Warren Buffett is an American icon, but an enigma, of sorts, also. Investors, stockbrokers, analysts, and students of finance have studied the strategies of Mr. Buffett for decades, and more often than not, they are left with more questions than answers. Buffett was born in Omaha, Nebraska in 1930. His father, Howard Buffett, was an accomplished stockbroker and Congressman, and is primarily responsible for fostering Warren's love for number crunching and capitalism. In the archives of history, he will simply be remembered as "the greatest stock market investor of modern times." .

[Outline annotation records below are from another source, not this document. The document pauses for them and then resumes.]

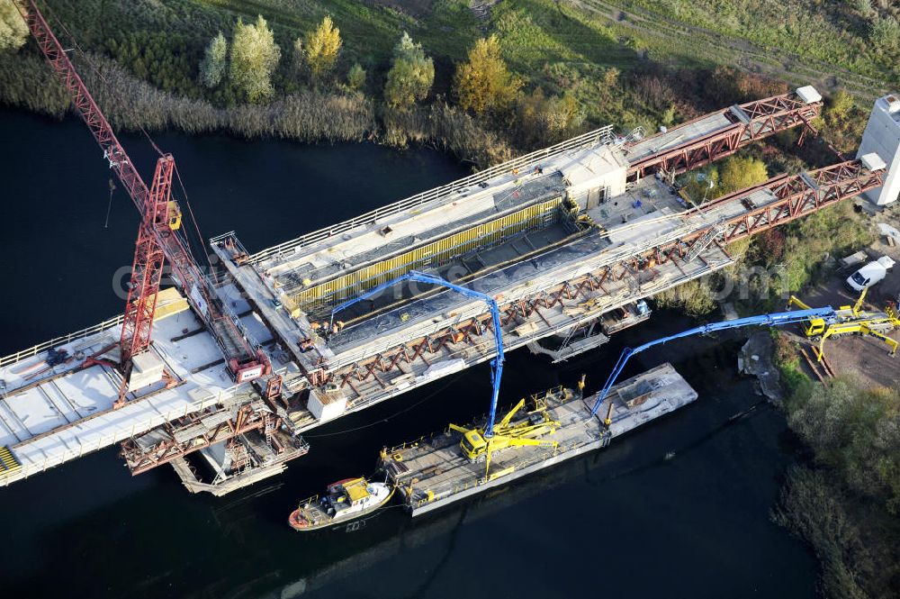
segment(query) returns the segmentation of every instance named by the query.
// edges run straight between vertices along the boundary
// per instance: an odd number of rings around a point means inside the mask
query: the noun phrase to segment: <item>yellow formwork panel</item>
[[[157,299],[157,309],[153,313],[153,319],[158,321],[161,318],[177,314],[179,312],[184,312],[188,307],[190,306],[187,304],[187,300],[181,295],[181,292],[176,287],[168,287],[159,292],[159,297]]]
[[[22,467],[8,447],[0,447],[0,474],[13,472]]]
[[[494,221],[410,250],[381,262],[293,294],[291,299],[301,306],[310,306],[323,298],[338,302],[363,293],[376,285],[406,274],[414,268],[443,263],[478,248],[490,246],[515,233],[544,224],[554,215],[562,197],[541,202]]]

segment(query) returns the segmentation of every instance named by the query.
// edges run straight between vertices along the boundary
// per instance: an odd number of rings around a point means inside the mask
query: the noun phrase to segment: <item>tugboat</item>
[[[315,531],[343,523],[382,507],[393,492],[393,486],[387,483],[346,478],[328,485],[326,495],[302,501],[287,522],[294,531]]]

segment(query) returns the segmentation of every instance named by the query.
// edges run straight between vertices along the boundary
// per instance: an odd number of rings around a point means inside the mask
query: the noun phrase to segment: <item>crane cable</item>
[[[66,4],[69,5],[68,2],[66,2]],[[69,5],[71,6],[71,5]],[[90,68],[90,70],[93,71],[94,74],[101,81],[103,81],[103,83],[105,85],[105,86],[107,88],[107,91],[110,93],[110,95],[112,95],[112,96],[114,96],[114,97],[116,97],[116,98],[118,98],[120,101],[122,101],[122,96],[119,94],[116,93],[115,86],[112,86],[112,84],[110,82],[110,80],[106,78],[106,77],[103,74],[103,72],[101,71],[101,69],[91,59],[91,58],[87,54],[87,52],[78,43],[77,38],[76,38],[75,35],[66,26],[66,23],[63,23],[63,21],[57,16],[56,13],[53,11],[52,8],[50,8],[50,6],[49,5],[45,6],[45,9],[50,14],[50,18],[53,19],[53,21],[59,26],[59,28],[69,38],[70,42],[73,44],[73,47],[78,51],[79,56],[84,59],[85,62],[87,64],[88,68]],[[150,134],[147,131],[147,129],[145,129],[144,126],[142,124],[140,124],[140,123],[138,123],[138,128],[144,134],[144,137],[147,138],[147,141],[149,142],[149,144],[153,148],[153,150],[156,150],[157,154],[158,154],[160,157],[165,156],[166,153],[163,152],[163,150],[160,150],[159,146],[157,145],[156,141],[153,141],[153,138],[150,136]],[[191,217],[191,222],[194,223],[194,231],[197,233],[197,239],[199,241],[199,243],[201,244],[201,247],[202,247],[203,246],[203,237],[202,237],[202,235],[200,232],[200,226],[197,223],[197,220],[196,220],[196,218],[194,215],[194,209],[191,206],[191,202],[190,202],[190,200],[187,197],[187,190],[184,187],[184,181],[182,181],[181,173],[178,172],[178,165],[177,165],[177,163],[176,163],[176,165],[175,165],[175,171],[176,171],[176,177],[178,179],[178,186],[181,188],[182,194],[184,195],[184,203],[187,205],[188,214]],[[112,200],[112,190],[111,190],[111,200]],[[108,211],[107,211],[107,223],[108,223]],[[188,240],[186,250],[191,254],[191,259],[196,263],[196,258],[194,256],[194,252],[191,250],[190,240]],[[207,266],[209,267],[210,272],[212,273],[213,272],[213,270],[212,270],[212,265],[210,262],[209,256],[208,256],[208,254],[205,251],[202,252],[202,253],[203,253],[204,261],[206,262]]]
[[[66,4],[69,5],[68,1],[66,1]],[[72,43],[75,50],[78,51],[79,56],[82,59],[84,59],[85,62],[87,64],[88,68],[91,71],[93,71],[94,74],[101,81],[104,82],[104,84],[105,84],[107,91],[110,93],[110,95],[115,97],[120,102],[122,102],[122,95],[116,93],[115,86],[112,83],[110,83],[110,80],[107,79],[106,77],[103,74],[103,71],[101,71],[100,68],[97,67],[96,64],[94,64],[94,62],[91,59],[90,55],[88,55],[88,53],[85,50],[85,49],[81,47],[81,45],[78,43],[77,38],[76,38],[75,35],[72,34],[72,32],[68,30],[68,28],[66,26],[66,23],[63,23],[62,20],[56,15],[56,13],[50,6],[50,5],[48,5],[47,3],[44,3],[44,5],[44,5],[45,12],[50,14],[50,18],[53,19],[54,22],[56,22],[56,24],[59,26],[59,28],[63,31],[63,32],[65,32],[66,35],[68,36],[69,41]],[[69,5],[69,6],[71,6],[71,5]],[[104,115],[104,117],[105,118],[105,114]],[[166,155],[166,153],[159,149],[159,146],[156,144],[156,142],[153,141],[153,138],[150,137],[150,134],[147,132],[144,126],[140,123],[138,123],[138,129],[140,130],[140,132],[144,134],[144,137],[147,138],[147,141],[149,141],[150,146],[152,146],[153,150],[155,150],[157,153],[159,154],[159,156]]]

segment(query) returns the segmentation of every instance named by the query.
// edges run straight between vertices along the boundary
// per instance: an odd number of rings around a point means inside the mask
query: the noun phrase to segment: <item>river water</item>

At an early age in life, Buffett began to develop an affinity toward the art of investing. As a matter of fact, he was only eleven years old when he purchased his first shares of Cities Service Preferred. At $38 per share, these shares became the first baby steps in the life of who would eventually become America's second wealthiest individual. As a teenager, Buffett turned his investing interests toward real estate. Buffett purchased some Nebraska farmland, and turned around to lease it out to a tenant farmer. That investment calmed his investment fever down until he became a senior at the University of Nebraska. It was there that Buffett was introduced to a book that would become the catalyst for his sparking his true entrepreneurial spirit. "The Intelligent Investor", by Benjamin Graham, taught Buffett to "ignore the trends that sweep Wall Street and instead hunt for stocks that trade far below their actual value." Buffett was a mathematical wizard, and the intense analysis of corporate balance sheets required by this method appealed to him.
Once Buffett had graduated the University of Nebraska, he attempted to pursue a graduate degree at Harvard Business School, but this dream was quickly thwarted when he was denied admission. This turned out to be a blessing in disguise. It was this turn of events that led Buffett to study with Benjamin Graham at Colombia University in New York.